Cut the Rope dev challenges King's 'candy' trademark in EU

Cut the Rope developer ZeptoLab is challenging Candy Crush Saga company King's trademark on the word "candy" in Europe by filing a claim against the mark.

According to a press statement, the claim was filed with the European Union in London on March 20 with the aim of canceling King's hold on "candy" and allowing other developers to use the term freely for their own games. In ZeptoLab's own Cut the Rope games, players are tasked with swiping the screen to cut ropes that will deliver candy in the mouth of its protagonist, the critter Om Nom.

Last month, King abandoned its efforts in the U.S. to trademark the word. In January the company posted an open letter on its website explaining its attempt to trademark the word, stating it was doing so to prevent other developers from finding success cloning their game.

"King.com currently has a trademark registration for 'candy' in the European Union that covers video games, video game services, and clothing such as t-shirts," reads the press statement from ZeptoLab. "To extend this monopoly, King.com is using the registration in Europe as a basis to file trademark applications for 'candy' in numerous other countries.

"Although they withdrew their trademark application for 'candy' in the United States in February, registration in the EU remains active. If ZeptoLab's legal filing is successful, all applications for the registration of 'candy' based upon the European Union registration will be dissolved."

"Candy is an integral part of the Cut the Rope franchise," ZeptoLab CEO Misha Lyalin added. "And we do not support King.com trademarking and preventing others from using it."

Speaking with Polygon, Jesse Saivar of Los Angeles entertainment law firm Greenberg Glusker said ZeptoLab's cancellation proceeding could be a publicity grab, but at its core is likely a claim against King for filing a mark on a description and not a product.

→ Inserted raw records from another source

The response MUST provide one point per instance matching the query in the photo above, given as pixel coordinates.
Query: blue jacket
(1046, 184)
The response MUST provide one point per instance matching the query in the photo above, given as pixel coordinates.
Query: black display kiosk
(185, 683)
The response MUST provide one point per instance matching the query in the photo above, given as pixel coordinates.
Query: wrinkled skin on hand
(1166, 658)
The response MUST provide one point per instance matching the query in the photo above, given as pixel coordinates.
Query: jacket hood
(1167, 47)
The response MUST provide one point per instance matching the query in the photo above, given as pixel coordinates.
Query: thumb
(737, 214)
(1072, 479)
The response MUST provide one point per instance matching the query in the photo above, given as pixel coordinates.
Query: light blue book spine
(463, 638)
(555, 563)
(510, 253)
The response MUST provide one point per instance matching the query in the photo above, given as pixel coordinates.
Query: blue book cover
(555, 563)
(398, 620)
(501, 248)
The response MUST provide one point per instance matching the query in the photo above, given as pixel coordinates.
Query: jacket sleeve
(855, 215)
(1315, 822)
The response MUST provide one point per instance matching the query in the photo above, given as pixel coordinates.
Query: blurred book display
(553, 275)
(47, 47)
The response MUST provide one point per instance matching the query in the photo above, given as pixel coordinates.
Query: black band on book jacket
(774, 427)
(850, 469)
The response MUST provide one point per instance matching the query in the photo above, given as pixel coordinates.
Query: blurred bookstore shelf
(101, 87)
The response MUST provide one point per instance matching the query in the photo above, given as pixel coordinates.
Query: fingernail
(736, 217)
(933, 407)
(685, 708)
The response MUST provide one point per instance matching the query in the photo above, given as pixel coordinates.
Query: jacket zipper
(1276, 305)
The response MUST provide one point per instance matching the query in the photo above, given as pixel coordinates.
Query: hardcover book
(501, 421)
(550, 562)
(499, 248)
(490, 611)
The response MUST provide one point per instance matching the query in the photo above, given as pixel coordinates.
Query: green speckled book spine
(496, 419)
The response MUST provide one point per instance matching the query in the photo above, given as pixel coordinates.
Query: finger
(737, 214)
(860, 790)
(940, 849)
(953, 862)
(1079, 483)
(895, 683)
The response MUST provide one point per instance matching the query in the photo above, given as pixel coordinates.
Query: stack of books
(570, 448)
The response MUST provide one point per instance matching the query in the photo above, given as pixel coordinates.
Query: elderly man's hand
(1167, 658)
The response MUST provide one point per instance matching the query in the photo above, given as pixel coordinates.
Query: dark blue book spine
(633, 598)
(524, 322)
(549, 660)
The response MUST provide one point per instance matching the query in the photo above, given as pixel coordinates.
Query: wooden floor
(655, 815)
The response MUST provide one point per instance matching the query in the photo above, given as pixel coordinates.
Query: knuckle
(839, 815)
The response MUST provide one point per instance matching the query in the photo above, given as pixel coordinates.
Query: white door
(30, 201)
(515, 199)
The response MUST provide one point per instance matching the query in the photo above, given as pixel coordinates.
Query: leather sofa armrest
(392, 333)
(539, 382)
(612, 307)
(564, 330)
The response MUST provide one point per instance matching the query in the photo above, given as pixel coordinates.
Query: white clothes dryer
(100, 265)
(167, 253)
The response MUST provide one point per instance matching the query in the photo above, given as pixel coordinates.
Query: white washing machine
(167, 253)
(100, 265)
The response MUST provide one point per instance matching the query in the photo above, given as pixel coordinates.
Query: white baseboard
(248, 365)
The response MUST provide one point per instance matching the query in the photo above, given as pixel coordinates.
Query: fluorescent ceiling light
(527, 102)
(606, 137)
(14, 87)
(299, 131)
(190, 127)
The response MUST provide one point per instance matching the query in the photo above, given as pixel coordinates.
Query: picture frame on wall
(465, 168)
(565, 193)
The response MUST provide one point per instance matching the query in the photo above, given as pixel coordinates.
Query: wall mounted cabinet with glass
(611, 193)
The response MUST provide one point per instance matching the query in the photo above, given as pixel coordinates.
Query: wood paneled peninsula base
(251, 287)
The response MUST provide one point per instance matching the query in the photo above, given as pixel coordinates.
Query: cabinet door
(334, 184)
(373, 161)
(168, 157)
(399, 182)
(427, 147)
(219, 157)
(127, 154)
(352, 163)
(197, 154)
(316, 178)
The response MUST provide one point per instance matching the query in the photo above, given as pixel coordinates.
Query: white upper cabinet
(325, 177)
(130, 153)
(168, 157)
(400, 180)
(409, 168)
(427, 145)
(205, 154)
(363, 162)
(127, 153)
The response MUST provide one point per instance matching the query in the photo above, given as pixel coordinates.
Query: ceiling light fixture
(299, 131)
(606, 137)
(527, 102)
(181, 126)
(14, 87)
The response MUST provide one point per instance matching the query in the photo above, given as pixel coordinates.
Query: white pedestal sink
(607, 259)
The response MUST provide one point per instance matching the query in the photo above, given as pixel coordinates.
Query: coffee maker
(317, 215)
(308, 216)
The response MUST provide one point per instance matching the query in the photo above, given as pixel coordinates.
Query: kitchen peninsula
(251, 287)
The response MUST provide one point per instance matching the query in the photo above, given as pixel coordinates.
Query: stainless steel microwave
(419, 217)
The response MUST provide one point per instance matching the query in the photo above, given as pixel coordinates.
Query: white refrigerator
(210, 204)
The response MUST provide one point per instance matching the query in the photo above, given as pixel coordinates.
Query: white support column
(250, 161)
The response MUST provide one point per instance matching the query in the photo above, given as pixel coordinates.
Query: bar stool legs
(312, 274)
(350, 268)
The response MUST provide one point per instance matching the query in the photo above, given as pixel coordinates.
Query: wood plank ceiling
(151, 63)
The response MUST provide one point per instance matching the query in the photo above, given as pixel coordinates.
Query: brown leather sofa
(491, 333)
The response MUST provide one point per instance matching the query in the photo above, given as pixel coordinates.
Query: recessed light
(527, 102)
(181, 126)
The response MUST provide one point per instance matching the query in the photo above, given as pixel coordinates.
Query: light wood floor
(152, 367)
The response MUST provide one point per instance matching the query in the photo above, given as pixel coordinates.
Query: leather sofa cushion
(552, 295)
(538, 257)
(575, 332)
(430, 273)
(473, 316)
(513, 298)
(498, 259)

"Most people are under the mistaken impression that once you get a registration, you are all set," he explained. "That's not the case. Trademarks can be canceled on various grounds. The way it works is when you apply for a trademark first, the trademark office you applied to generally looks to see if there are any potential issues based on preexisting marks, or if there are any issues with registerability of the mark you are trying to register."

Even after the trademark office give the thumbs up, there is a short period during which third parties can file oppositions if they feel the trademark can harm them or their business in any way. The most common reason to file for opposition, according to Saivar, is if a company feels a trademark is too close to their own.

"One of the reasons King probably abandoned its trademark in the U.S. was because it was afraid someone would file a claim like this," he added. "King may have wanted to avoid something like this. It was probably going to happen."

Polygon has reached out to King for comment and will share more details as we have them.

Update: A representative for ZeptoLab confirmed the cancellation claim was filed on March 20 for King's "candy" trademark registration in Europe.

"If ZeptoLab is successful, then this central objection will affect all of the individual country applications based upon the 'candy' registration," the representative said.

"ZeptoLab has trademark registrations for 'Feed with Candy' in association with the Cut the Rope game application in countries and locations, including the European Union," CEO Misha Lyalin added. "It is important to us to protect our valuable intellectual property."